Les origines sud-africaines d’un contentieux aux proportions démesurées
Pour comprendre l’ampleur de cette affaire, il faut remonter à sa genèse en Afrique du Sud. Le 19 juin 2020, les biens immobiliers de Danpullo y sont saisis et vendus par la First National Bank (FNB), qui invoque l’insolvabilité du milliardaire camerounais. Une version contestée par l’intéressé qui dénonce une « spoliation » et une « croisade raciste » contre son groupe Bestinver.
En riposte, Danpullo a obtenu d’un juge du tribunal de première instance de Douala-Bonanjo la saisie des comptes bancaires de MTN, Broadband Telecom, Mobile Money Corporation et Chococam. La logique derrière cette stratégie ? Ces entreprises sont des filiales de Public Investment Corporate (PIC), elle-même actionnaire de FirstRand Bank.
Le montant réclamé par l’homme d’affaires camerounais donne le vertige : 5 200 milliards de FCFA d’actifs perdus en Afrique du Sud, auxquels s’ajoutent 21,6 milliards de loyers prétendument indûment perçus, 22,1 milliards de frais de recouvrements et des intérêts de 3,25%. Le total atteint aujourd’hui la somme astronomique de 275,5 milliards de FCFA.
Des manœuvres juridiques qui paralysent l’économie numérique
Cette saga judiciaire, qui dure depuis plus de deux ans, révèle les limites du système judiciaire face à des enjeux économiques d’une telle envergure. Le 9 juin 2023, le juge de référé avait enjoint plusieurs banques (Afriland First Bank, Ecobank, SCB et UBA) de transférer au greffier du TPI les fonds saisis. Une décision restée lettre morte, MTN ayant assigné la Caisse des Dépôts et Consignations (CDEC) à intervenir dans la procédure.

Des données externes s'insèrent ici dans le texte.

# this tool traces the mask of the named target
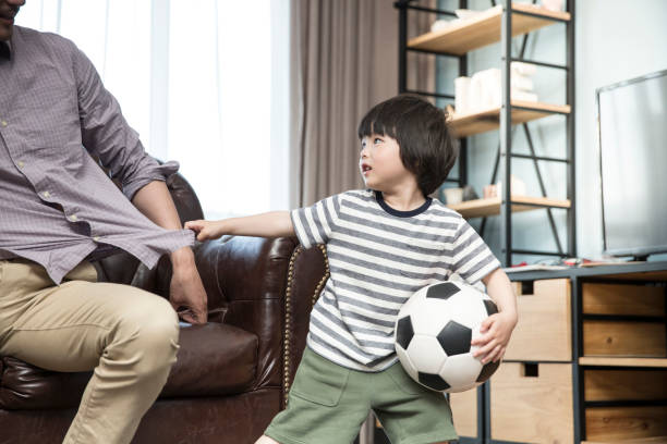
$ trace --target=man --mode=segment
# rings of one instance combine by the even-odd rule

Le blocage des fonds de Mobile Money suscite particulièrement l’inquiétude des observateurs, car il impacte potentiellement des millions de Camerounais utilisateurs de ce service devenu essentiel dans l’économie numérique du pays. Cette situation inédite met en évidence les tensions entre justice, souveraineté économique et protection des investissements étrangers.
Alors que cette bataille juridico-financière est loin d’avoir livré tous ses rebondissements, elle pose une question fondamentale : jusqu’où les intérêts privés peuvent-ils influencer le fonctionnement des institutions judiciaires et financières d’un pays ? La réponse à cette interrogation déterminera non seulement l’issue de l’affaire Danpullo, mais également l’avenir de l’attractivité économique du Cameroun.